Pick a metric associated with your biggest goal and start tracking it on a daily basis. It doesn’t really matter at this point what the metric is, just that you have one. Examples might include minutes per day worked on a project, dollars of income, lines of code, number of sketches produced, visitors to your blog, words written, etc, etc. Just find something to track and start writing it down every day in a place where you can see it.
5. Consider taking a break
I put this one last because trying to evaluate whether you need a break while you’re in a slump can be tricky, but try to be honest with yourself: are you burned out? Have you been dealing with high stress for a long time without a proper break? If so, try and take a few days off. You don’t have to actually go anywhere, just studiously avoid work. If possible, also avoid computer, TV, etc, and spend time with family and friends, outside, or reading a good book.

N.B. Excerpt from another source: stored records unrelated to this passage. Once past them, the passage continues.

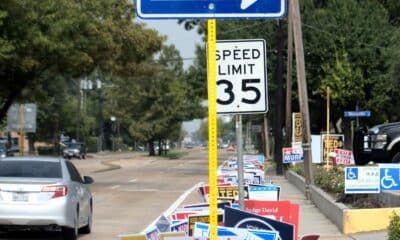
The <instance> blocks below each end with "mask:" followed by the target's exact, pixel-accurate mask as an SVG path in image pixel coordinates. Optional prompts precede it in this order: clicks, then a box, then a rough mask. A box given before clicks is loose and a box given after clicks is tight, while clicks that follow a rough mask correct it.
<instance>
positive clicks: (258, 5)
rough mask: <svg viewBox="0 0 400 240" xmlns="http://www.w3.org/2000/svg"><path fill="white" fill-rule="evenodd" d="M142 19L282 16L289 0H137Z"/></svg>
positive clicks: (239, 17)
mask: <svg viewBox="0 0 400 240" xmlns="http://www.w3.org/2000/svg"><path fill="white" fill-rule="evenodd" d="M136 9H137V14H138V16H139V17H141V18H147V19H160V18H170V19H176V18H186V19H195V18H203V19H207V18H281V17H284V16H285V14H286V9H287V3H286V0H136Z"/></svg>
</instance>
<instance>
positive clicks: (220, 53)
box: [216, 39, 268, 114]
mask: <svg viewBox="0 0 400 240" xmlns="http://www.w3.org/2000/svg"><path fill="white" fill-rule="evenodd" d="M216 60H217V113H220V114H230V113H242V114H243V113H265V112H267V111H268V97H267V61H266V47H265V40H263V39H249V40H222V41H217V50H216Z"/></svg>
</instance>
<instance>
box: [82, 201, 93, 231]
mask: <svg viewBox="0 0 400 240" xmlns="http://www.w3.org/2000/svg"><path fill="white" fill-rule="evenodd" d="M92 224H93V211H92V206H90V209H89V214H88V222H87V225H86V226H83V227H82V228H81V229H79V232H80V233H83V234H89V233H91V232H92Z"/></svg>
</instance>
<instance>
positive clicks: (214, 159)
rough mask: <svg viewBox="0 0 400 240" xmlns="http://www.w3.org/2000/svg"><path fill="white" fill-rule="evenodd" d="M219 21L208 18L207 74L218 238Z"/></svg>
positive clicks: (212, 169)
mask: <svg viewBox="0 0 400 240" xmlns="http://www.w3.org/2000/svg"><path fill="white" fill-rule="evenodd" d="M216 25H217V22H216V20H215V19H209V20H207V44H208V46H207V60H208V61H207V63H208V64H207V76H208V171H209V173H208V175H209V177H208V181H209V185H210V198H209V201H210V239H211V240H217V239H218V229H217V224H218V209H217V205H218V203H217V193H218V190H217V167H218V166H217V165H218V154H217V84H216V83H217V61H216V45H217V43H216V42H217V40H216V38H217V27H216Z"/></svg>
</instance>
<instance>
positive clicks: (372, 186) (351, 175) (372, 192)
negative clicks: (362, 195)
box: [344, 167, 380, 194]
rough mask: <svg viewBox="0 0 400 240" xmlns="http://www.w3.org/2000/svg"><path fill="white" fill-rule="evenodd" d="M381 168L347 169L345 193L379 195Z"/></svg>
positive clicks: (344, 184)
mask: <svg viewBox="0 0 400 240" xmlns="http://www.w3.org/2000/svg"><path fill="white" fill-rule="evenodd" d="M379 181H380V178H379V167H346V168H345V180H344V185H345V187H344V192H345V193H346V194H347V193H351V194H355V193H379V192H380V185H379Z"/></svg>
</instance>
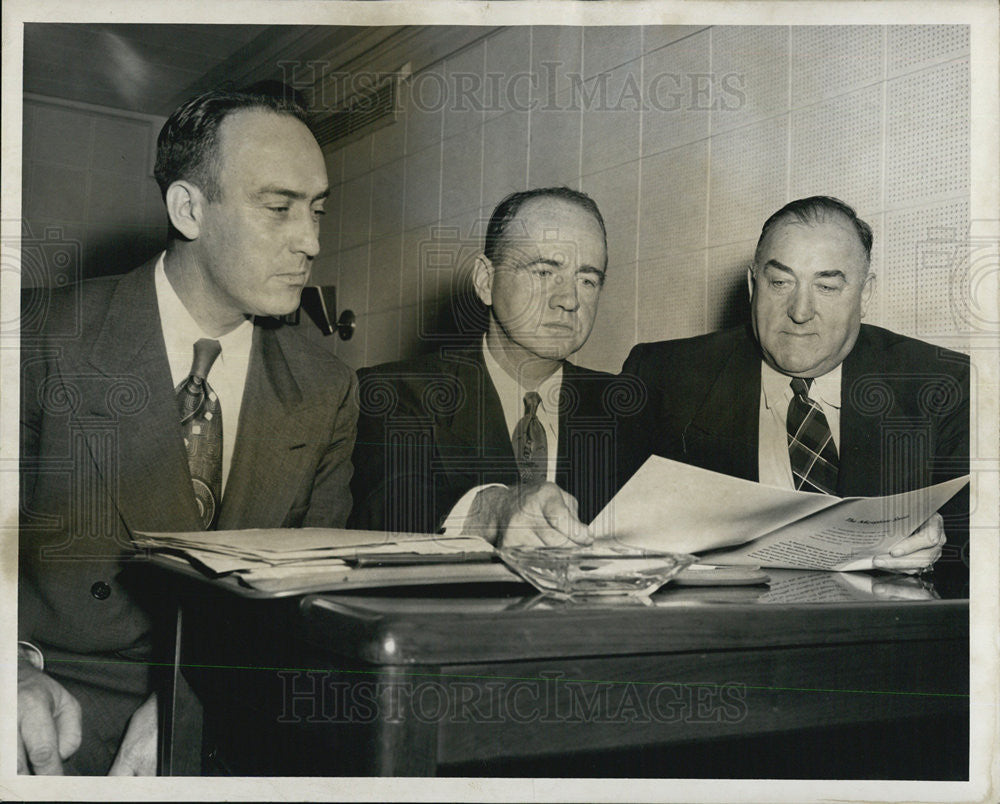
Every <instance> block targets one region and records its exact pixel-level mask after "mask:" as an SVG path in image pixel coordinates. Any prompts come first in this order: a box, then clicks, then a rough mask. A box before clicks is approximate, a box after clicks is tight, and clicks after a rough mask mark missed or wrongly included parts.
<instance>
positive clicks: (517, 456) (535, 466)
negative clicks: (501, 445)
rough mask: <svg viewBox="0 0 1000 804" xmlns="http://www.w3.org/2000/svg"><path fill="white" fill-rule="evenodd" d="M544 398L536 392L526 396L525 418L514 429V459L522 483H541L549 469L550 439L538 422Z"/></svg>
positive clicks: (540, 422)
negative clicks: (540, 407)
mask: <svg viewBox="0 0 1000 804" xmlns="http://www.w3.org/2000/svg"><path fill="white" fill-rule="evenodd" d="M541 402H542V398H541V397H540V396H539V395H538V393H537V392H535V391H528V393H526V394H525V395H524V416H522V417H521V420H520V421H519V422H518V423H517V427H515V428H514V437H513V438H512V439H511V441H512V442H513V445H514V457H515V458H516V459H517V468H518V472H519V473H520V476H521V482H522V483H541V482H543V481H544V480H545V477H546V474H547V473H548V468H549V447H548V439H546V437H545V428H544V427H542V423H541V422H540V421H538V415H537V413H538V406H539V405H540V404H541Z"/></svg>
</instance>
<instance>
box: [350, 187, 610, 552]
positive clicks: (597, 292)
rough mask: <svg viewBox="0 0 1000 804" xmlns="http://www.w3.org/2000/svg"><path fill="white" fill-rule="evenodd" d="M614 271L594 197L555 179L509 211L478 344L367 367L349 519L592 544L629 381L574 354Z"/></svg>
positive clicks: (488, 238)
mask: <svg viewBox="0 0 1000 804" xmlns="http://www.w3.org/2000/svg"><path fill="white" fill-rule="evenodd" d="M606 267H607V238H606V233H605V228H604V221H603V218H602V217H601V213H600V211H599V210H598V208H597V206H596V204H594V202H593V201H592V200H591V199H590V198H589V197H588V196H586V195H584V194H582V193H579V192H576V191H574V190H570V189H567V188H558V187H557V188H544V189H535V190H527V191H524V192H519V193H514V194H512V195H510V196H508V197H507V198H505V199H504V200H503V201H502V202H501V203H500V204H499V205H498V206H497V208H496V210H495V211H494V213H493V215H492V217H491V219H490V222H489V224H488V227H487V231H486V236H485V245H484V249H483V253H482V254H481V255H479V257H478V258H477V260H476V263H475V267H474V270H473V285H474V288H475V292H476V294H477V296H478V297H479V299H480V300H481V301H482V302H483V304H485V305H486V306H487V307H488V309H489V320H488V325H487V330H486V333H485V335H484V337H483V339H482V341H481V343H479V344H476V346H475V347H472V348H461V349H442V350H441V351H440V352H439V353H436V354H431V355H426V356H424V357H420V358H417V359H415V360H410V361H404V362H400V363H392V364H385V365H381V366H376V367H374V368H372V369H367V370H362V371H361V372H359V387H360V409H361V414H360V418H359V422H358V439H357V446H356V448H355V452H354V460H353V462H354V465H355V468H356V470H355V475H354V480H353V482H352V490H353V492H354V500H355V506H354V511H353V512H352V515H351V520H350V523H351V525H352V526H354V527H359V528H372V529H380V530H390V531H418V532H436V531H438V530H439V529H440V528H441V527H442V526H443V527H445V529H446V530H447V531H448V532H451V531H452V529H453V528H454V529H456V530H462V529H464V530H465V531H467V532H476V533H480V534H482V535H484V536H486V537H487V538H489V539H491V540H494V541H495V540H496V539H497V538H498V537H499V536H500V535H502V534H505V535H504V540H505V542H506V543H512V542H525V543H538V542H543V543H586V542H588V541H589V540H590V536H589V534H588V533H587V530H586V528H585V527H584V526H583V525H582V524H581V523H580V521H579V520H578V518H577V516H575V514H579V517H580V518H582V519H583V520H584V521H589V519H590V518H591V517H592V516H593V515H594V514H596V513H597V512H598V511H599V510H600V508H601V507H603V505H604V503H605V502H606V501H607V499H608V498H609V497H610V494H611V482H612V478H613V474H614V465H615V455H614V446H615V443H616V439H615V427H616V420H617V418H618V415H617V414H618V413H620V411H616V405H617V402H618V400H619V396H618V395H617V392H616V388H617V383H619V381H617V380H615V378H613V377H612V376H611V375H608V374H604V373H602V372H596V371H591V370H589V369H585V368H581V367H579V366H575V365H574V364H572V363H570V362H568V361H567V358H568V357H569V356H570V355H572V354H573V353H574V352H576V351H577V350H578V349H579V348H580V347H581V346H583V344H584V343H585V342H586V340H587V337H588V336H589V335H590V331H591V328H592V326H593V323H594V316H595V314H596V312H597V303H598V299H599V297H600V293H601V288H602V286H603V284H604V277H605V271H606ZM484 486H485V488H484ZM577 501H579V510H577Z"/></svg>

What if all that doesn’t work?
Sometimes, in spite of all your best efforts and trying to rally, you still don’t feel like doing what you know you should. Enter habits. Think of a habit as an automated process running in the background on your computer. You don’t have to think about it, or worry whether you feel like doing it. You just do it, because that’s what you do. No matter how crappy you feel or whether you’re interested or how discouraged you are. You don’t need to evaluate on a day-to-day basis whether the habit is the right thing to do, you just do it.
So if all else fails, get a calendar and a marker, figure out what your daily habit should be (10 mins of work on your project, for example), and mark a big red ‘X’ over each day that you do the habit. If you find that you can’t even get 2 or 3 days marked in a row, set your sights lower. Do it for 60 seconds a day. Who can’t do that? You’ll be up to 10 mins (and more) in no time, trust me.
What have you done to escape a slump?